Zinc dyshomeostasis: A key modulator of neuronal injury

Zn²⁺ is a potently toxic cation involved in the neuronal injury observed in cerebral ischemia, epilepsy, and brain trauma. Toxic Zn²⁺ accumulation may result from either trans-synaptic Zn²⁺ movement and/or cation mobilization from intracellular sites. To gain entry to the cytosol, Zn²⁺ can flux through glutamate receptor-associated channels, voltage-sensitive calcium channels, or Zn²⁺-sensitive membrane transporters, while metallothioneins and mitochondria provide sites of intracellular Zn²⁺ release. Intracellular Zn²⁺ homeostasis is sensitive to patho-physiological environmental changes, such as acidosis, inflammation and oxidative stress. The mechanisms by which Zn²⁺ exerts its neurotoxicity include mitochondrial and extra-mitochondrial production of reactive oxygen species and disruption of metabolic enzymatic activity, ultimately leading to activation of apoptotic and/or necrotic processes.

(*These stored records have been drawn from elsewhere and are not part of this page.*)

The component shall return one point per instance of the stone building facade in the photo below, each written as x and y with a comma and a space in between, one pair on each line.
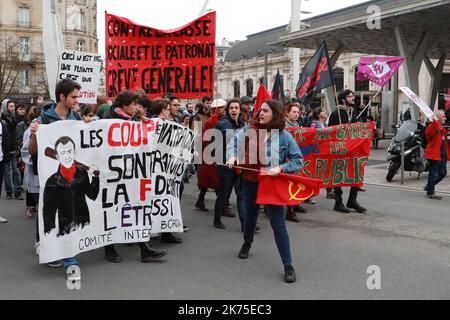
245, 64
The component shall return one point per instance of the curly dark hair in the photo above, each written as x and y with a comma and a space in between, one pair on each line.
278, 115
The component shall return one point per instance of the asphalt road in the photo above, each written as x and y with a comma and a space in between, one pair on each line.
406, 235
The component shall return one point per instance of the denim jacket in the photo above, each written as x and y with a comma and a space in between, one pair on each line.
280, 147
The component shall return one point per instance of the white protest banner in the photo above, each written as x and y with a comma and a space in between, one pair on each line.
419, 102
84, 68
108, 181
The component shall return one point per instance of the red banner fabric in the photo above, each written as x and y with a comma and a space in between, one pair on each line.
286, 189
335, 155
178, 61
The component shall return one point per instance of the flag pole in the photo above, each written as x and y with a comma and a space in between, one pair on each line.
370, 103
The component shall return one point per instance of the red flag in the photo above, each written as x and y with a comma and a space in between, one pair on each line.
447, 100
286, 189
261, 97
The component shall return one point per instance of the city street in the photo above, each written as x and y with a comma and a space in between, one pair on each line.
406, 235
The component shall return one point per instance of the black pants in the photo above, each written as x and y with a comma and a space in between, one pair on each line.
353, 193
2, 169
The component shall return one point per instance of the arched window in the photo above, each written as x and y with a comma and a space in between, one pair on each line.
338, 76
361, 85
249, 87
237, 88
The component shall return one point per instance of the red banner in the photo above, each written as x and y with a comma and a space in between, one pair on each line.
286, 189
178, 61
336, 155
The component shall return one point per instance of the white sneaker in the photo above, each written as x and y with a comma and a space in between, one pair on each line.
73, 273
55, 264
36, 248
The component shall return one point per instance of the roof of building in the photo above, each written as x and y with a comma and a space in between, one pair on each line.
349, 27
257, 44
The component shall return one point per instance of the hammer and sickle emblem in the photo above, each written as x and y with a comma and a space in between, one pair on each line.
300, 188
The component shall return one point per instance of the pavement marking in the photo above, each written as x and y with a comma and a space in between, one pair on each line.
402, 188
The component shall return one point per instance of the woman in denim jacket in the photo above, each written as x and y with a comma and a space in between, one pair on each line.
279, 153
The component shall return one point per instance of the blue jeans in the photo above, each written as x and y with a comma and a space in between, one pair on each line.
229, 179
437, 172
16, 179
277, 220
70, 262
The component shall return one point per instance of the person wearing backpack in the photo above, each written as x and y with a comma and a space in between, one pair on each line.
437, 153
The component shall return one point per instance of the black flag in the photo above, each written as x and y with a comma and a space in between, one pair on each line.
278, 89
315, 76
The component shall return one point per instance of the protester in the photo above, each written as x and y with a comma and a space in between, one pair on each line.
269, 122
11, 173
3, 153
291, 121
30, 178
344, 114
189, 110
229, 178
437, 153
319, 122
246, 108
319, 117
125, 107
208, 174
66, 97
88, 114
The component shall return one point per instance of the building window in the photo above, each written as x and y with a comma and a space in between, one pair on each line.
24, 47
24, 17
237, 89
80, 45
249, 87
338, 76
361, 85
24, 78
81, 21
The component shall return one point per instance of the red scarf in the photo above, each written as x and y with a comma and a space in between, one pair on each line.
68, 174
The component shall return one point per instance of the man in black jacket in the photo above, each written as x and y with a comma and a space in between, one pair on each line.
344, 113
65, 191
3, 153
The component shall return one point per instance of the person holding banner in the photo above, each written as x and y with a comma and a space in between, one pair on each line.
66, 92
344, 114
229, 177
125, 107
277, 151
437, 153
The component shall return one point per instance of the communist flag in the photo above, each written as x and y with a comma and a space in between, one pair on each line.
261, 97
286, 189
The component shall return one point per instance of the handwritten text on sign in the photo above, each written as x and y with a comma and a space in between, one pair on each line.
109, 181
84, 68
177, 61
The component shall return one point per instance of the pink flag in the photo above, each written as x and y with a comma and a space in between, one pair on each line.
447, 100
378, 69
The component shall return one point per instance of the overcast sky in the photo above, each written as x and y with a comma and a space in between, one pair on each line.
235, 18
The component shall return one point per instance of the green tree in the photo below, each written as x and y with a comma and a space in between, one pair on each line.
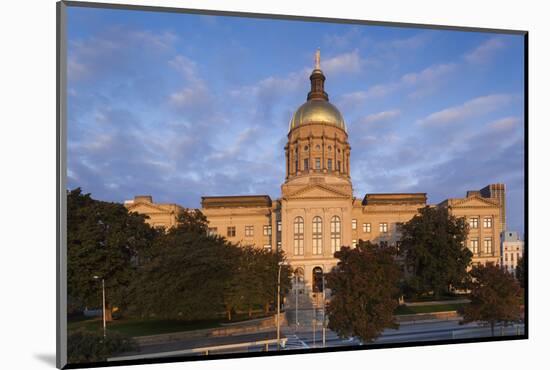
88, 346
364, 291
103, 240
185, 272
520, 272
433, 244
254, 282
495, 296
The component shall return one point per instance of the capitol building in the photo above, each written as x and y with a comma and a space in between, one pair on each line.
317, 213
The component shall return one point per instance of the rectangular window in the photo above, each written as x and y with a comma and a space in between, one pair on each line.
299, 237
474, 246
488, 245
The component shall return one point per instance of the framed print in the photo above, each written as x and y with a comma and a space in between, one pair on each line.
235, 185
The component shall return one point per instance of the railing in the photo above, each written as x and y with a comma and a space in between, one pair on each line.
203, 350
485, 331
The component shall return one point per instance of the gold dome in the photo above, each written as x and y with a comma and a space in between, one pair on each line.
317, 111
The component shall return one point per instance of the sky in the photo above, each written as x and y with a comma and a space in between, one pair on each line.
181, 106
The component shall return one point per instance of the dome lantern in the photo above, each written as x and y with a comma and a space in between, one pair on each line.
317, 109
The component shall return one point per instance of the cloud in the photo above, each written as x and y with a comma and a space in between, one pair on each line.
472, 108
485, 52
342, 40
425, 81
428, 75
381, 117
505, 124
113, 50
195, 95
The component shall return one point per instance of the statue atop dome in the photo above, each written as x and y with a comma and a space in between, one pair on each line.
318, 58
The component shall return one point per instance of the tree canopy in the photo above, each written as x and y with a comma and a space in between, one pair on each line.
103, 240
520, 271
180, 273
433, 244
495, 296
189, 274
364, 291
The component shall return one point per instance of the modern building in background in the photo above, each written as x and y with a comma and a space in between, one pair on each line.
317, 213
511, 250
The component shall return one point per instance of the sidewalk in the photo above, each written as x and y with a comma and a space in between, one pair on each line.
436, 303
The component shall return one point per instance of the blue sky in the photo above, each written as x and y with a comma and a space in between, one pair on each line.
180, 106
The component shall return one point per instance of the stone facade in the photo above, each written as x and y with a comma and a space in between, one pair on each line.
317, 212
511, 250
159, 214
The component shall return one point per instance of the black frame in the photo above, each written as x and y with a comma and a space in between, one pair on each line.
61, 105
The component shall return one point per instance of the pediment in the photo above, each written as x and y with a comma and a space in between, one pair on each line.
318, 191
475, 201
146, 208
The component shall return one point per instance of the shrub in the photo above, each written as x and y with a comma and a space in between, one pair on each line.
88, 346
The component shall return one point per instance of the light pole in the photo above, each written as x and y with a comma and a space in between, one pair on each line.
103, 308
296, 296
279, 305
323, 296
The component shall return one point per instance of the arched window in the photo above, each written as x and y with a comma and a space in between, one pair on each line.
318, 283
317, 235
298, 236
335, 234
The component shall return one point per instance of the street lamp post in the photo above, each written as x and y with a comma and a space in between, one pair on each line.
296, 296
323, 296
279, 305
103, 308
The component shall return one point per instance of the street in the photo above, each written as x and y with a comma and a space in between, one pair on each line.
306, 338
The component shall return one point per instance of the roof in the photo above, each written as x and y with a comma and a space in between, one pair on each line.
236, 201
395, 198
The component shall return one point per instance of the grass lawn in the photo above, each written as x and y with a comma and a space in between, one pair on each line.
135, 327
411, 310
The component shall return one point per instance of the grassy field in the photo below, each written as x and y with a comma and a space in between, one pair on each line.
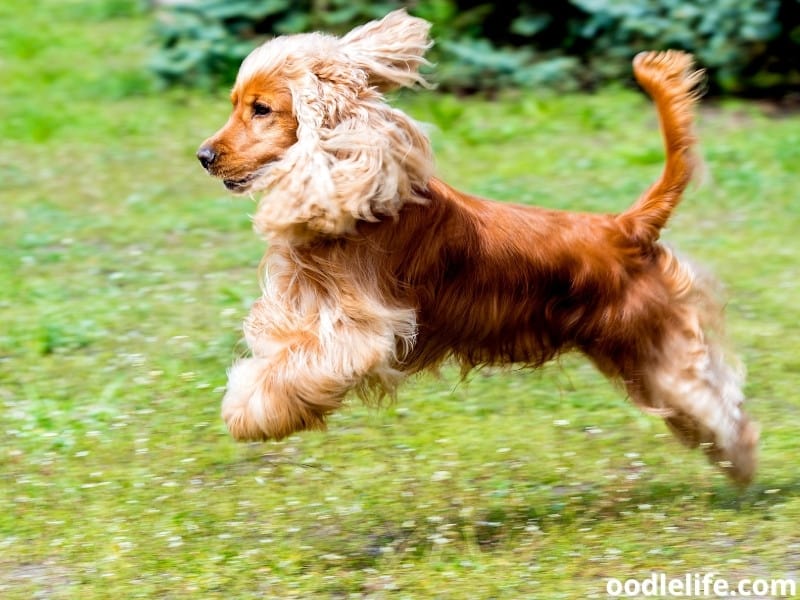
125, 273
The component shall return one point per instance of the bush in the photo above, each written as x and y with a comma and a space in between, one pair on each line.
748, 46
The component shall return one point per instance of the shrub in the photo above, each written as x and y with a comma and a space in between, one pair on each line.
748, 46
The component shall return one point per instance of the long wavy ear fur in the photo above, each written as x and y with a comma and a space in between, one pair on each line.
355, 157
390, 51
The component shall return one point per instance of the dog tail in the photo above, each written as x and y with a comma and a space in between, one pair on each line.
668, 77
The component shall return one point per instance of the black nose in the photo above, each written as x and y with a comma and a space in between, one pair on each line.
206, 156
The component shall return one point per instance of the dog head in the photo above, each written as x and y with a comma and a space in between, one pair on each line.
310, 128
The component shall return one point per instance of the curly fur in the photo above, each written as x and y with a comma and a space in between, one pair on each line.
377, 269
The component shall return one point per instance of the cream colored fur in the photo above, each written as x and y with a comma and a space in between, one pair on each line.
315, 334
356, 158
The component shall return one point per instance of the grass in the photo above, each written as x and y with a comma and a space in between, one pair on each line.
125, 275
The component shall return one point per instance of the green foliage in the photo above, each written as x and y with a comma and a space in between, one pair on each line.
125, 273
746, 45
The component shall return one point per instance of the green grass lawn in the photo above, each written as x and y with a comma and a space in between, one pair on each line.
125, 273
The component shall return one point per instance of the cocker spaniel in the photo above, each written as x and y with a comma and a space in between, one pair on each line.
376, 269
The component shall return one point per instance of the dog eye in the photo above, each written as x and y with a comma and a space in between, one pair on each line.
260, 110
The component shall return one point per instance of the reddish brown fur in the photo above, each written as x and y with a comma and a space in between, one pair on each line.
489, 283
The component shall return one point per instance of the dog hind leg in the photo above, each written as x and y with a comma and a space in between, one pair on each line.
698, 393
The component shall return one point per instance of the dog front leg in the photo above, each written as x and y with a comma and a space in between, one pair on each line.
297, 377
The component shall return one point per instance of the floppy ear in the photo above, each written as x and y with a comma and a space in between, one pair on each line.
390, 51
355, 159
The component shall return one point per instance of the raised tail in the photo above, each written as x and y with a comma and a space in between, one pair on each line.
670, 80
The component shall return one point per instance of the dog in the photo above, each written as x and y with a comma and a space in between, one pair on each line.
376, 269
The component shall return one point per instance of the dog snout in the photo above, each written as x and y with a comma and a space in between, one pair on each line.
206, 156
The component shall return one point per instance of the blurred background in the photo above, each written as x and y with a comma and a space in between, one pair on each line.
125, 273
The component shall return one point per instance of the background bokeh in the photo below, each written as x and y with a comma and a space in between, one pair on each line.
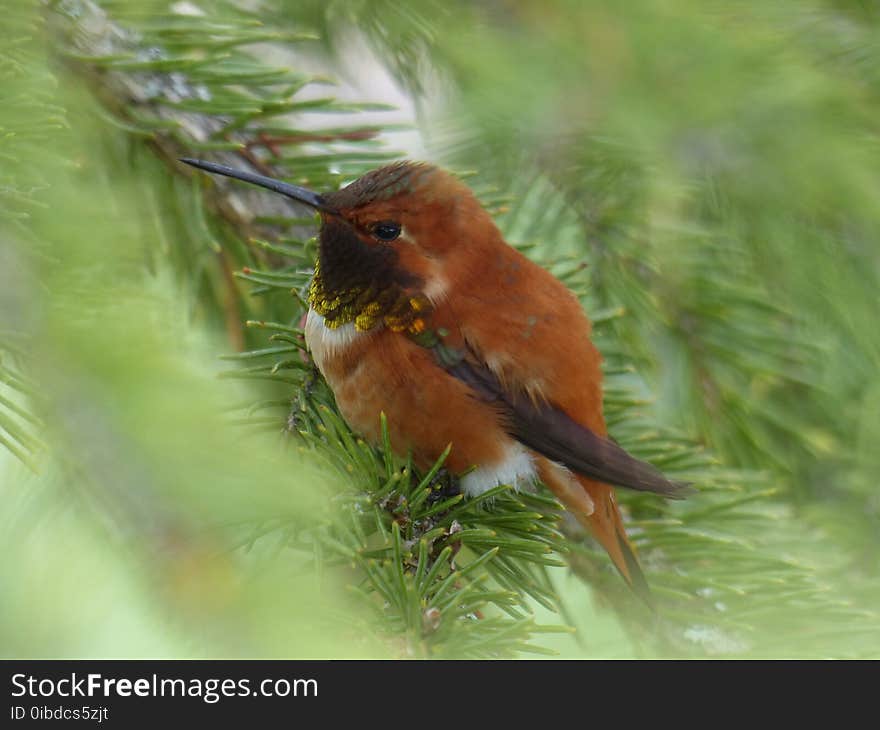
704, 174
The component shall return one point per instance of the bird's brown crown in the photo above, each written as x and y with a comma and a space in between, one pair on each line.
378, 247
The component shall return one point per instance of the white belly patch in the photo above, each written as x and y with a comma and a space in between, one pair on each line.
516, 469
324, 342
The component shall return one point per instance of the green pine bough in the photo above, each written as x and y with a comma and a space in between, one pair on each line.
449, 577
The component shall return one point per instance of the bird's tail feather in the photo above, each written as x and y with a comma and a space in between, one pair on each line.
594, 506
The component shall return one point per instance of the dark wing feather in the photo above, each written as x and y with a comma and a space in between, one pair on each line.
551, 432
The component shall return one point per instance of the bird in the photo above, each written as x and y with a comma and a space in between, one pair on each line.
421, 311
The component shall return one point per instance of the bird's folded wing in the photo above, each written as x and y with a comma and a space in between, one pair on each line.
551, 432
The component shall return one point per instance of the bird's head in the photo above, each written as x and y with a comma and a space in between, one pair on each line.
407, 226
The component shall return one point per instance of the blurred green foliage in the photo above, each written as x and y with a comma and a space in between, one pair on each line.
714, 163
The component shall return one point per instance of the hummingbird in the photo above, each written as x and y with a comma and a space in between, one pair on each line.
419, 309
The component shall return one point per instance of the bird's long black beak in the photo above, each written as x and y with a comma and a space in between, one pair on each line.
302, 195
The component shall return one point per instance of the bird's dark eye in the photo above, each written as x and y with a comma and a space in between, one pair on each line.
385, 230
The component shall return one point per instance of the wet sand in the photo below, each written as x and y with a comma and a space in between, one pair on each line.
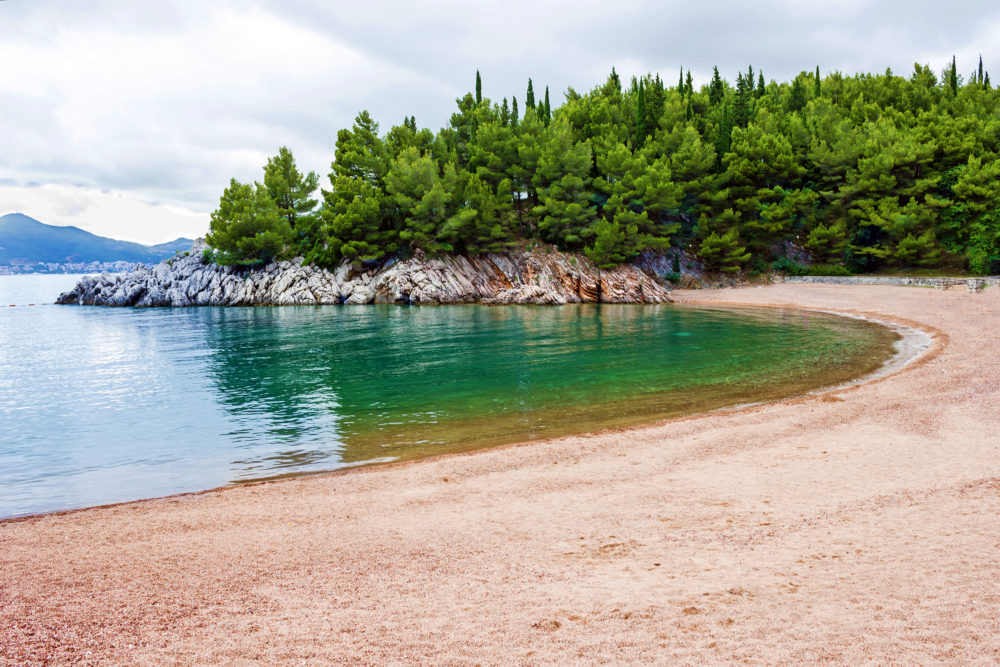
851, 526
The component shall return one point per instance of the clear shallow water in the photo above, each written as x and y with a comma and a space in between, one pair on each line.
102, 405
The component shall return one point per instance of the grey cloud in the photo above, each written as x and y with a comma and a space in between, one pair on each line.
175, 131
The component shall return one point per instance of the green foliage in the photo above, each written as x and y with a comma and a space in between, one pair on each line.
248, 227
790, 266
292, 191
723, 252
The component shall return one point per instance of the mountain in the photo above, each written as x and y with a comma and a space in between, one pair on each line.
26, 241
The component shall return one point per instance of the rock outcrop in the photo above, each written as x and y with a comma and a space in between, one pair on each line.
540, 276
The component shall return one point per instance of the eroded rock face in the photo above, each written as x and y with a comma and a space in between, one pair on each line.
541, 276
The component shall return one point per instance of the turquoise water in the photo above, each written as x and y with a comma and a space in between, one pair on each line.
100, 405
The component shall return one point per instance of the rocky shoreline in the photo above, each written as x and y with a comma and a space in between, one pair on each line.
539, 276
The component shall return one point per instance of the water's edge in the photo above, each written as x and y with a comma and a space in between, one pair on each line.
911, 345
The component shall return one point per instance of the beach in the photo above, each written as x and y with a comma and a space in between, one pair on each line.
855, 525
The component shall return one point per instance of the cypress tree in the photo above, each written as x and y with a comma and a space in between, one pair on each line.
641, 117
716, 89
797, 97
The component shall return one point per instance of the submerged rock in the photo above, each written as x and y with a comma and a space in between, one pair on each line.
540, 276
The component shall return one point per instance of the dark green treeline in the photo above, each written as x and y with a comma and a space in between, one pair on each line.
857, 173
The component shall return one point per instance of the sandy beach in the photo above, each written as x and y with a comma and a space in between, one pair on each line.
860, 525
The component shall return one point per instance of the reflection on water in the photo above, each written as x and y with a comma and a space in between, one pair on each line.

Beside acute neuronal injury, an exciting new area of investigation is offered by the role of Zn²⁺ dysmetabolism in Alzheimer's disease as the cation acts as a potent trigger for Aβ aggregation and plaque formation. Finally, recent findings suggest that alteration of Zn²⁺ homeostasis might also be a critical contributor to aging-related neurodegenerative processes. Thus, multiple evidence suggest that modulation of intracellular and extracellular Zn²⁺ might be an important therapeutical target for the treatment of a vast array of neurological conditions ranging from stroke to Alzheimer's disease.